The dependency of the collapse phenomenon to the confining pressure has been observed experimentally and numerically by some researchers (Naderian and Williams 1997; Alizade 2009; Oshtaghi and Mahinroosta 2010; Poorjafar and Mahinroosta 2011). In fact, with increasing the normal stress, the larger amount of collapse settlement occurs, which its trend agrees with the results inferred from Figs. 12b and 13b.

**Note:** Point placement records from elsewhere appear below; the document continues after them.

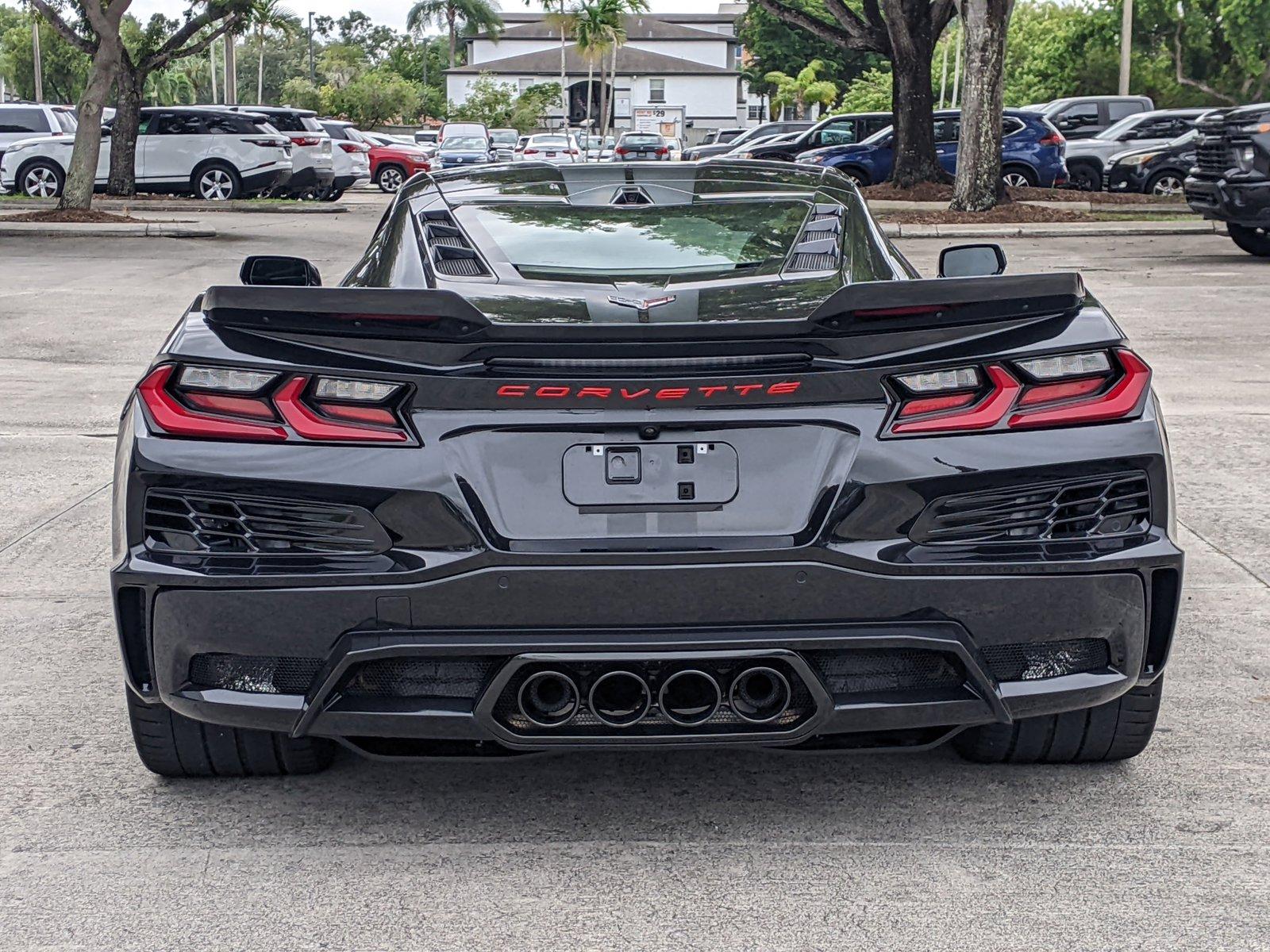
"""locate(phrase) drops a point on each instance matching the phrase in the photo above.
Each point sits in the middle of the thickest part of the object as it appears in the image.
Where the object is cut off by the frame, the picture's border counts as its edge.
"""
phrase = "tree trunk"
(978, 184)
(591, 88)
(230, 71)
(82, 173)
(130, 84)
(908, 25)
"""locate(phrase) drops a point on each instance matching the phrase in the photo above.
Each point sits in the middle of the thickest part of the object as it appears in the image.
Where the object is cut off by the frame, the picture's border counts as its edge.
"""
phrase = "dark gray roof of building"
(638, 27)
(629, 61)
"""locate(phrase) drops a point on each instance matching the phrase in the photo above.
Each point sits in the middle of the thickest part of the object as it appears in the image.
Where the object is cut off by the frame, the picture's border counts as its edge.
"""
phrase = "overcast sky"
(391, 13)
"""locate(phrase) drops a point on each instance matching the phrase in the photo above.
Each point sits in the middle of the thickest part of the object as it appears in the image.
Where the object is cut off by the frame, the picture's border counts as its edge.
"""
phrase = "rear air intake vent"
(1047, 659)
(1072, 511)
(254, 674)
(448, 249)
(887, 670)
(221, 524)
(452, 678)
(651, 366)
(819, 245)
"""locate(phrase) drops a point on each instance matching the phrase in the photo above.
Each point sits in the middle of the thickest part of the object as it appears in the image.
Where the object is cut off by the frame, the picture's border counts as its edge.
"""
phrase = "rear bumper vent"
(254, 674)
(451, 678)
(1094, 508)
(886, 670)
(1047, 659)
(221, 524)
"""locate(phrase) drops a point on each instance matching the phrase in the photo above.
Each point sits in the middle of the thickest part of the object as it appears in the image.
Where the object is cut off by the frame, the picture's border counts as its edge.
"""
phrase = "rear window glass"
(706, 236)
(23, 121)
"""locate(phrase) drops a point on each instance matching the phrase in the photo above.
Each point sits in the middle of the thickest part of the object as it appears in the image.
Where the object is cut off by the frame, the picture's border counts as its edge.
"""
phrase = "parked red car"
(393, 162)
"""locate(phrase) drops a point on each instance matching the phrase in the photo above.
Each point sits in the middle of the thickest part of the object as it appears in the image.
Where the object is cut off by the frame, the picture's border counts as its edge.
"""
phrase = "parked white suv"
(19, 121)
(351, 152)
(313, 169)
(207, 152)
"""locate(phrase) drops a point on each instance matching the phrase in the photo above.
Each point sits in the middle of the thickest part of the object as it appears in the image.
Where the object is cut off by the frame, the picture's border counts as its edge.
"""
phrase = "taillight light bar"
(207, 403)
(1054, 391)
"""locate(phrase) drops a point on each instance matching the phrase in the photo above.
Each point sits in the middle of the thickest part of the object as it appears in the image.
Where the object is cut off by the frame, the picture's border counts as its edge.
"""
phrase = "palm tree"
(264, 17)
(474, 14)
(802, 90)
(614, 14)
(590, 29)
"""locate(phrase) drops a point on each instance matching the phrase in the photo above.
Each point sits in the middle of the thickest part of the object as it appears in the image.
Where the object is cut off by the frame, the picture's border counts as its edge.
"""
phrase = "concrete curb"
(21, 205)
(1073, 228)
(35, 228)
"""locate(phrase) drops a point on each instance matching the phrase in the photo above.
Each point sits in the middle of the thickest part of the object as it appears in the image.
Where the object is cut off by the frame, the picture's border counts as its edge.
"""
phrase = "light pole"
(1126, 44)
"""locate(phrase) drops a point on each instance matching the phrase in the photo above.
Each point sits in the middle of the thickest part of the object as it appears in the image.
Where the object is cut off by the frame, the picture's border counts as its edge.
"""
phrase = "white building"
(677, 74)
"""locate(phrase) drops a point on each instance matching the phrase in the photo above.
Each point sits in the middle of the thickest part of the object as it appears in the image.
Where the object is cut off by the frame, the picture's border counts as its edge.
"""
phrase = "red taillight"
(310, 425)
(360, 413)
(1121, 400)
(179, 420)
(1037, 397)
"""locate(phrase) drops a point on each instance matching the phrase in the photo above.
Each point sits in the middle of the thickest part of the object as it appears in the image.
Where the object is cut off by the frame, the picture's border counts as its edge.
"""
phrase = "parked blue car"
(1032, 152)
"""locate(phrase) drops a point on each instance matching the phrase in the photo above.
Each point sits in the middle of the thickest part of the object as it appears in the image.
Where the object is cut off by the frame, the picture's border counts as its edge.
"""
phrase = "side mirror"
(279, 270)
(972, 262)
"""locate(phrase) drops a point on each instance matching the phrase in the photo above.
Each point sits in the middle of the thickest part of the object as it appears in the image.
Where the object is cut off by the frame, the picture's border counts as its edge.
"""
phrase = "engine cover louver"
(1072, 511)
(819, 245)
(448, 249)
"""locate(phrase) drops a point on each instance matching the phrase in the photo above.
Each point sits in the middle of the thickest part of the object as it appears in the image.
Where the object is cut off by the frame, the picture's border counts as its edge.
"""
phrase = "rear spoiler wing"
(414, 314)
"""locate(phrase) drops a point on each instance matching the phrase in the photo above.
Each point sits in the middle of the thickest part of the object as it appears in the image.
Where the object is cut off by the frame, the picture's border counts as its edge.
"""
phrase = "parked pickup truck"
(1231, 179)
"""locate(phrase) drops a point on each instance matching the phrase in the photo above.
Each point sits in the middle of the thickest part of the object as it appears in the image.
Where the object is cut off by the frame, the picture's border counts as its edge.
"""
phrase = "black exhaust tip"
(760, 695)
(620, 698)
(689, 698)
(549, 698)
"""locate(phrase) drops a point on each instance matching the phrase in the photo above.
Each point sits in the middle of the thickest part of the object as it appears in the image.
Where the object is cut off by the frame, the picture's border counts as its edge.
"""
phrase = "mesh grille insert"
(861, 672)
(457, 678)
(254, 674)
(1099, 507)
(1047, 659)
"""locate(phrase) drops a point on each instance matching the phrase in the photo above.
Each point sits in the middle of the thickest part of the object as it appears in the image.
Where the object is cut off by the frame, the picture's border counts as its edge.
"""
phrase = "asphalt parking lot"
(638, 850)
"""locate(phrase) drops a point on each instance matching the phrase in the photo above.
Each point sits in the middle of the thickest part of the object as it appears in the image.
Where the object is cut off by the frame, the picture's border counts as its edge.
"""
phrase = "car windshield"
(705, 236)
(464, 144)
(1115, 131)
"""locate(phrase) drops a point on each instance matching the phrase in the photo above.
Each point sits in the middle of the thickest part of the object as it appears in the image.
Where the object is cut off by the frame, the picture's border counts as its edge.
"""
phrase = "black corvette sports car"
(654, 455)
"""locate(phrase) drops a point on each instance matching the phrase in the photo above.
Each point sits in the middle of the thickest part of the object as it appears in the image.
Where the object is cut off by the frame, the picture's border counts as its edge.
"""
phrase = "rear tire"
(1255, 241)
(1085, 177)
(175, 746)
(1113, 731)
(41, 179)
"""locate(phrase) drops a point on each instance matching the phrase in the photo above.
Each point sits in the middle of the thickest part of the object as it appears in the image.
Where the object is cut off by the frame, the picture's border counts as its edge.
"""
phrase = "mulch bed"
(78, 216)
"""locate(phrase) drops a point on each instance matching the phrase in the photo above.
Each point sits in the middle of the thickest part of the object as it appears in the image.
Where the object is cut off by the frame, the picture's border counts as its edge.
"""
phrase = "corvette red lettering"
(559, 391)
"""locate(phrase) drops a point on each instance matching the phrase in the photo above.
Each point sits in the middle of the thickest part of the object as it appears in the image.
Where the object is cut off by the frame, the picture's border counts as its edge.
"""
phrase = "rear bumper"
(1225, 200)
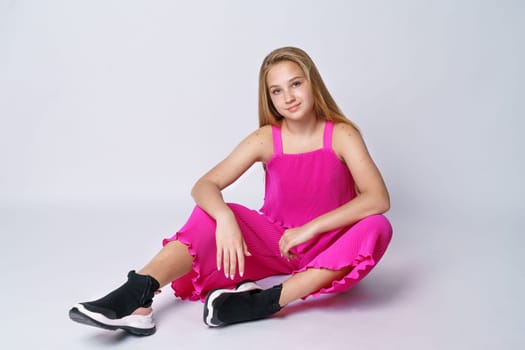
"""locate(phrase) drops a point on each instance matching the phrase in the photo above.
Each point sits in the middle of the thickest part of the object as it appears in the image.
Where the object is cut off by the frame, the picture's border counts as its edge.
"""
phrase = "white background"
(110, 110)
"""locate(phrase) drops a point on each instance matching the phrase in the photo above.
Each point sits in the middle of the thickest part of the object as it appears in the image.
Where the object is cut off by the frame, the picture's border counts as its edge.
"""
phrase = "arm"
(207, 195)
(372, 195)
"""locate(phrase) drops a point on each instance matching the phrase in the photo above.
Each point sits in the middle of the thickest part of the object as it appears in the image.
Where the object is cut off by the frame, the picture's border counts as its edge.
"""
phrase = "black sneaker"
(133, 324)
(114, 311)
(247, 302)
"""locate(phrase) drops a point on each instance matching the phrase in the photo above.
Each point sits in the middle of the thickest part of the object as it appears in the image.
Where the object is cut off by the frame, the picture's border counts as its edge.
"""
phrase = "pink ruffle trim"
(196, 294)
(362, 264)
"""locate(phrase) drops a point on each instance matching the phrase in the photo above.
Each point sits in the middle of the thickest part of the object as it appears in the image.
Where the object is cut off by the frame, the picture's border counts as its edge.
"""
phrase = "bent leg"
(171, 262)
(309, 281)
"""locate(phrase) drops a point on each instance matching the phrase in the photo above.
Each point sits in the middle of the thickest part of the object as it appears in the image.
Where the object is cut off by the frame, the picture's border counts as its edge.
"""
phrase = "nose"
(289, 97)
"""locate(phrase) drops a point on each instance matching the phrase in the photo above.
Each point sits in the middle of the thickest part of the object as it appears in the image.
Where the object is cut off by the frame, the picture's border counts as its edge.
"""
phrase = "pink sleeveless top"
(300, 187)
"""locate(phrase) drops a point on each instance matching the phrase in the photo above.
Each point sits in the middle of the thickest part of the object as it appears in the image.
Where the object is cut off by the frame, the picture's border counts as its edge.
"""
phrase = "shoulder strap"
(328, 131)
(277, 140)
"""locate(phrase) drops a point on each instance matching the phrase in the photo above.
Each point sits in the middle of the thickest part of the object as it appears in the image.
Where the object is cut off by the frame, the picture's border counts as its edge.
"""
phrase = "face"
(290, 91)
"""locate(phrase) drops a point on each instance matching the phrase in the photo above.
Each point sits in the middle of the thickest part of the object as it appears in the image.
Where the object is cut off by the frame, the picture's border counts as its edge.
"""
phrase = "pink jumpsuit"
(299, 187)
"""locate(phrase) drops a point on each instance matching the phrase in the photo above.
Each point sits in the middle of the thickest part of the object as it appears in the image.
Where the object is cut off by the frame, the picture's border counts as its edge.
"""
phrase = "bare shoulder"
(260, 142)
(347, 138)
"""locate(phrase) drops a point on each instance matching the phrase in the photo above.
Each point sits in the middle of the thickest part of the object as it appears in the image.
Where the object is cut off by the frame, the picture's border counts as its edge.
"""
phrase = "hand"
(293, 237)
(231, 247)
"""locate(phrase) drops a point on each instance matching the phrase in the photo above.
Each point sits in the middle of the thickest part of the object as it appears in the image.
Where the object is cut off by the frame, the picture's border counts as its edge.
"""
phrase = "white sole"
(134, 324)
(208, 305)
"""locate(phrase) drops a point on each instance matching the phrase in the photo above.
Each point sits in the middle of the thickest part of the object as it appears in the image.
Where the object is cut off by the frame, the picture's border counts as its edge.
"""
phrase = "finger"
(219, 258)
(226, 262)
(245, 249)
(233, 264)
(240, 261)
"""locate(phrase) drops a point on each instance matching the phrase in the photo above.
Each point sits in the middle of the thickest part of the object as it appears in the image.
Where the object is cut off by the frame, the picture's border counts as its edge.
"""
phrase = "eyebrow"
(290, 80)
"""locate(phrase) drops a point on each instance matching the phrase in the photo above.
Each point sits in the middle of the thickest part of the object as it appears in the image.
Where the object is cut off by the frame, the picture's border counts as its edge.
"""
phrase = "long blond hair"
(324, 105)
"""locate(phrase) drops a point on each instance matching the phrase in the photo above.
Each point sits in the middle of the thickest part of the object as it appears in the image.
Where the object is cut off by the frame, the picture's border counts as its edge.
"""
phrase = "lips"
(293, 108)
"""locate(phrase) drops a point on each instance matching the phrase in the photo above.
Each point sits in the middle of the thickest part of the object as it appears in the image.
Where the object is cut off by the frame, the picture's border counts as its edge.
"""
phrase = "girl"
(320, 223)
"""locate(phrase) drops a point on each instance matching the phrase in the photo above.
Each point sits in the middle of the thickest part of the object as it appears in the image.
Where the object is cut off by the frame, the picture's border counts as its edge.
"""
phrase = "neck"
(303, 127)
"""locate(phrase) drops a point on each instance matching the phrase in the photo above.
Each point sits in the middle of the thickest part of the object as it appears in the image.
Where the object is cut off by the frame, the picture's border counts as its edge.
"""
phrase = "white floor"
(438, 287)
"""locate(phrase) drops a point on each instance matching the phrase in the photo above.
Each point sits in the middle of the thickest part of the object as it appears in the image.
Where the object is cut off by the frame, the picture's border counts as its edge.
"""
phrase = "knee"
(378, 222)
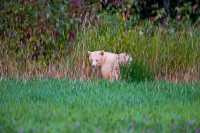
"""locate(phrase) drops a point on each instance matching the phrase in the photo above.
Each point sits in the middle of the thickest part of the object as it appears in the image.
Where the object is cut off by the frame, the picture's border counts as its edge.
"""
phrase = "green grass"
(98, 106)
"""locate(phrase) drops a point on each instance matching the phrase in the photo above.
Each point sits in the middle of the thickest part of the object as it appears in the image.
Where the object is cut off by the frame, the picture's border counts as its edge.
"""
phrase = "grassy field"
(98, 106)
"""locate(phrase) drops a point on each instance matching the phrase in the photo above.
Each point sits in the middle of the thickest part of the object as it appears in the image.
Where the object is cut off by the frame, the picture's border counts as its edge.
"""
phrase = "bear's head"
(96, 58)
(124, 58)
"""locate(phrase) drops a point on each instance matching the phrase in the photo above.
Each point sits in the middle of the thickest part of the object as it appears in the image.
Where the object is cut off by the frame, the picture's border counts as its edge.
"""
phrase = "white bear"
(109, 63)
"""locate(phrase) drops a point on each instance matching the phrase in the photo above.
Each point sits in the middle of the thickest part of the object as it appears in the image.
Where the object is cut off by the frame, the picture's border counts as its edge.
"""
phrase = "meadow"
(52, 105)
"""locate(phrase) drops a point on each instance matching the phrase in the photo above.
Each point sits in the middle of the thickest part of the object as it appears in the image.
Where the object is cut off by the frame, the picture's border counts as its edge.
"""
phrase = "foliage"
(75, 106)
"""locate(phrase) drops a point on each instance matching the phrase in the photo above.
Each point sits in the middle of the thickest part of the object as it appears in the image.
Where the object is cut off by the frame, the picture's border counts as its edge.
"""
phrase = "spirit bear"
(109, 63)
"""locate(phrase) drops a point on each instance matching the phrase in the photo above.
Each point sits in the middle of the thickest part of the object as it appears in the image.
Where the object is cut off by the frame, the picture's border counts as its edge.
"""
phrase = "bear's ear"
(102, 52)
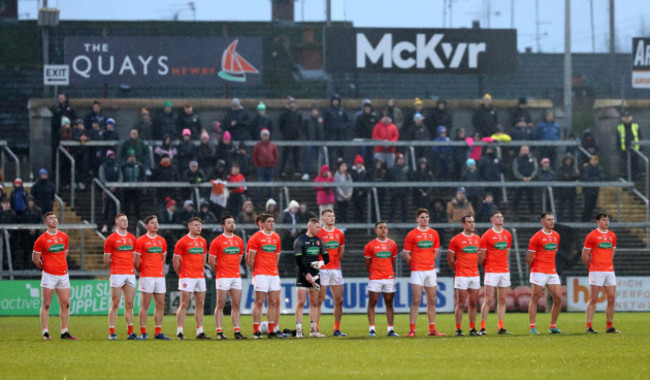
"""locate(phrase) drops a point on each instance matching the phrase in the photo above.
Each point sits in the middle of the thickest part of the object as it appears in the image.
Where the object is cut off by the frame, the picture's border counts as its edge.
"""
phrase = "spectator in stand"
(187, 151)
(395, 113)
(592, 172)
(422, 195)
(545, 174)
(166, 148)
(18, 198)
(485, 209)
(363, 126)
(166, 171)
(398, 195)
(325, 197)
(524, 168)
(443, 155)
(95, 115)
(359, 194)
(236, 121)
(459, 155)
(166, 123)
(343, 191)
(61, 109)
(549, 130)
(472, 193)
(206, 152)
(335, 123)
(490, 168)
(237, 194)
(260, 121)
(144, 125)
(419, 132)
(132, 172)
(312, 131)
(265, 159)
(440, 116)
(458, 207)
(567, 195)
(385, 130)
(520, 112)
(290, 123)
(485, 118)
(109, 171)
(189, 120)
(43, 192)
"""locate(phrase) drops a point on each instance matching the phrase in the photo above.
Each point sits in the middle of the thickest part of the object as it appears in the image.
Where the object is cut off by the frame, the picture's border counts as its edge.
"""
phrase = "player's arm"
(586, 256)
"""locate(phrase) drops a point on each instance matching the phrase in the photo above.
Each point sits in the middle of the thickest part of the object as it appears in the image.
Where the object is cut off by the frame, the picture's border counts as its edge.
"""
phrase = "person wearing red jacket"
(385, 130)
(265, 159)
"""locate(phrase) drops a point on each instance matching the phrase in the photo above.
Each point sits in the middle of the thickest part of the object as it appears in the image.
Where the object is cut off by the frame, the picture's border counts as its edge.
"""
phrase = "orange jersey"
(466, 249)
(602, 250)
(53, 249)
(266, 249)
(192, 253)
(545, 247)
(496, 245)
(151, 251)
(333, 240)
(421, 245)
(228, 251)
(381, 254)
(120, 247)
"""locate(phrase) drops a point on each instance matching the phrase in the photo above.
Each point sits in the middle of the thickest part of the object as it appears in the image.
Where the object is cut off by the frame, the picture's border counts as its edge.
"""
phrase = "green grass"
(25, 355)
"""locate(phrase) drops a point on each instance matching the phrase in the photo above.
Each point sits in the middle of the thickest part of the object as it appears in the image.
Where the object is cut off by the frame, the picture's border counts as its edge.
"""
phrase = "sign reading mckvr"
(56, 75)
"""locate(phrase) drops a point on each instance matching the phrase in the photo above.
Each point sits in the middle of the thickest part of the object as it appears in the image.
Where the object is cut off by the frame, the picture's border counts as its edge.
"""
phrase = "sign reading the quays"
(163, 61)
(395, 50)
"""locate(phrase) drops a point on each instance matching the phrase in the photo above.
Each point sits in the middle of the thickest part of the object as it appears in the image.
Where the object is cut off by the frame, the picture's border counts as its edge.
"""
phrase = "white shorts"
(119, 280)
(602, 278)
(265, 284)
(228, 283)
(330, 277)
(426, 278)
(50, 281)
(192, 285)
(467, 282)
(382, 286)
(152, 285)
(543, 279)
(501, 280)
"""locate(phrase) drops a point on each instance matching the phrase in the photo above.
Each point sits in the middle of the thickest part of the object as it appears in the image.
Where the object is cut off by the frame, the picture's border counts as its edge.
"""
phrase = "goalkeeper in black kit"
(307, 247)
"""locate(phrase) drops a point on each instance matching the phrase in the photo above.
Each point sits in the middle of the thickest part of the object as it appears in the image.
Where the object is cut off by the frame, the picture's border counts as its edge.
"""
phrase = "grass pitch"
(572, 355)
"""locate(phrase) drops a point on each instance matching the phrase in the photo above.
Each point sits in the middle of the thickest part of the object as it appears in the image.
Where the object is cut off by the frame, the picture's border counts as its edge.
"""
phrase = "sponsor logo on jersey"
(232, 251)
(332, 244)
(56, 248)
(424, 244)
(550, 246)
(383, 254)
(501, 245)
(470, 249)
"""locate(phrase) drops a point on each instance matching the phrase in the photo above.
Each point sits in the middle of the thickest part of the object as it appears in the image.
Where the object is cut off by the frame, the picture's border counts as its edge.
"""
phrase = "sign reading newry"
(163, 61)
(460, 51)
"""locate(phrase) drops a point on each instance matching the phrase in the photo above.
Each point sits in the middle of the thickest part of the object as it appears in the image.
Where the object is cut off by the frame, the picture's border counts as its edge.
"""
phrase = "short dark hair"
(601, 215)
(149, 218)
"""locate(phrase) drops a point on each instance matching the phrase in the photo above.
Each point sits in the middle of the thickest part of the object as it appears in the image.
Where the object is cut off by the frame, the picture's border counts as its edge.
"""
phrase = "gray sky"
(630, 15)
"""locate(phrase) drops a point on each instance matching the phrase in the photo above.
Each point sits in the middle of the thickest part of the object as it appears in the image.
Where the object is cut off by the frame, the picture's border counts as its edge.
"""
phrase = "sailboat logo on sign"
(233, 66)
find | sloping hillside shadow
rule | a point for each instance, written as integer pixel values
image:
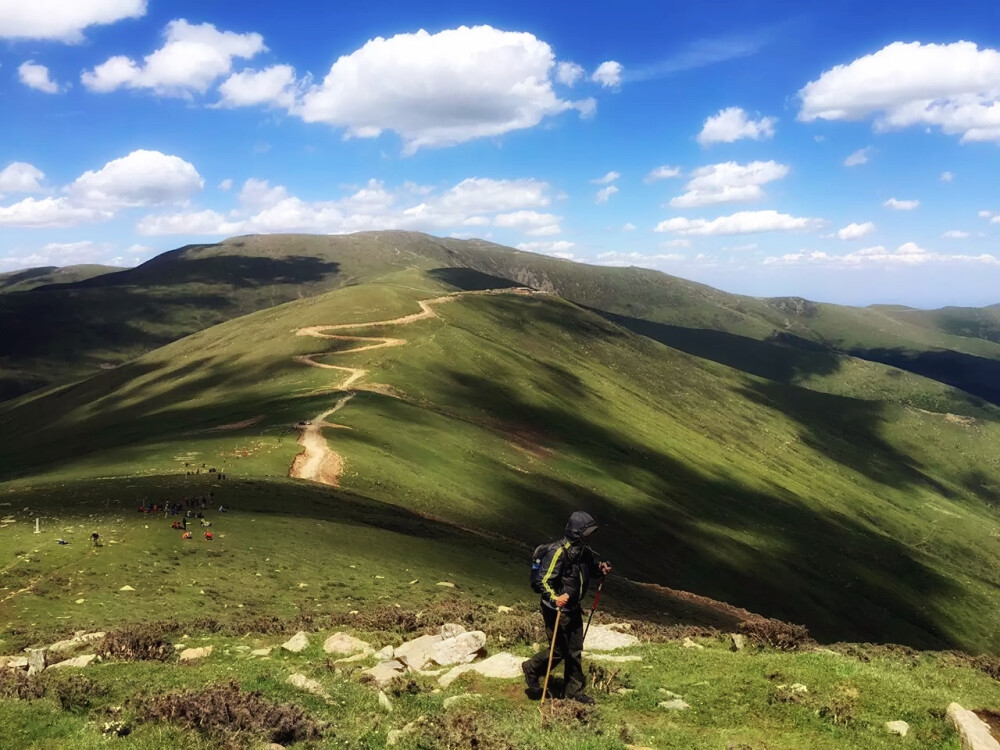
(782, 359)
(714, 536)
(469, 280)
(979, 376)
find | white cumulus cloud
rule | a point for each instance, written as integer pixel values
(954, 87)
(663, 173)
(608, 74)
(742, 222)
(274, 87)
(899, 205)
(36, 77)
(568, 73)
(192, 58)
(62, 20)
(142, 178)
(732, 124)
(439, 89)
(21, 177)
(856, 231)
(729, 182)
(604, 194)
(858, 158)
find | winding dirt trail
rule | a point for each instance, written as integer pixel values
(317, 462)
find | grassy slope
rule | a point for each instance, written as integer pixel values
(518, 410)
(68, 331)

Increasing the relative density in the media results in the better and stiffer contact between soil particles, which leads to fall in the collapse settlement and rise in the stress release coefficient. Also, higher shear stresses induce more micro and possibly macro cracks in rock particles. This facilitates the penetration of water into the cracks, resulting in the breakage and more degradation of the strength and the deformation modulus (Soroush and Aghaeiaraei 2005).

Conclusion

In this study, a new ANN was developed to predict the collapse settlement value and the coefficient of stress release in gravel materials using 180 datasets which were obtained by means of the large-scale direct shear test. Neglecting the parameters with the low variation and those which were constant in this study, four variables were considered as input parameters. Using the sand content, SC, the normal stress, σ n , the shear stress level, SL, and the relative density, Dr, as input parameters, a feedforward backpropagation method was used to train the datasets. After some trials and based on the comparing the values of RMSE, for different built models, a network with the architecture of 4–6–2 was found as the optimum network in predicting the value of the coefficient of stress release. For this mentioned network, RMSE and the coefficient of determination, R 2, were equal to 0.0171 and 0.981, respectively. Also, an MLP network with the topology 4–9–2 was realized to be the optimum network in predicting the value of the collapse settlement. For this network, the value of the root mean square error and the coefficient of determination were equal to 0.082 and 0.983, respectively. Furthermore, by finding the strength of the relationships between input and output parameters, based on the CAM method, the SC was introduced as the most important parameter and the Dr was the least affective parameter on the collapse settlement value, ΔH. Also, it was observed that the σ n is the most effective parameter on the coefficient of stress release, whereas the SL was found as the parameter with the least effect on the CSR. Finally, the geotechnical interpretation of the designed network was taken into account. It was shown that all trends in input–output connections are in a good agreement with the basic laws of soil mechanics. Thus, it is shown that besides the well prediction of collapse parameters, the developed ANN is well behaved with the geotechnical engineering considerations.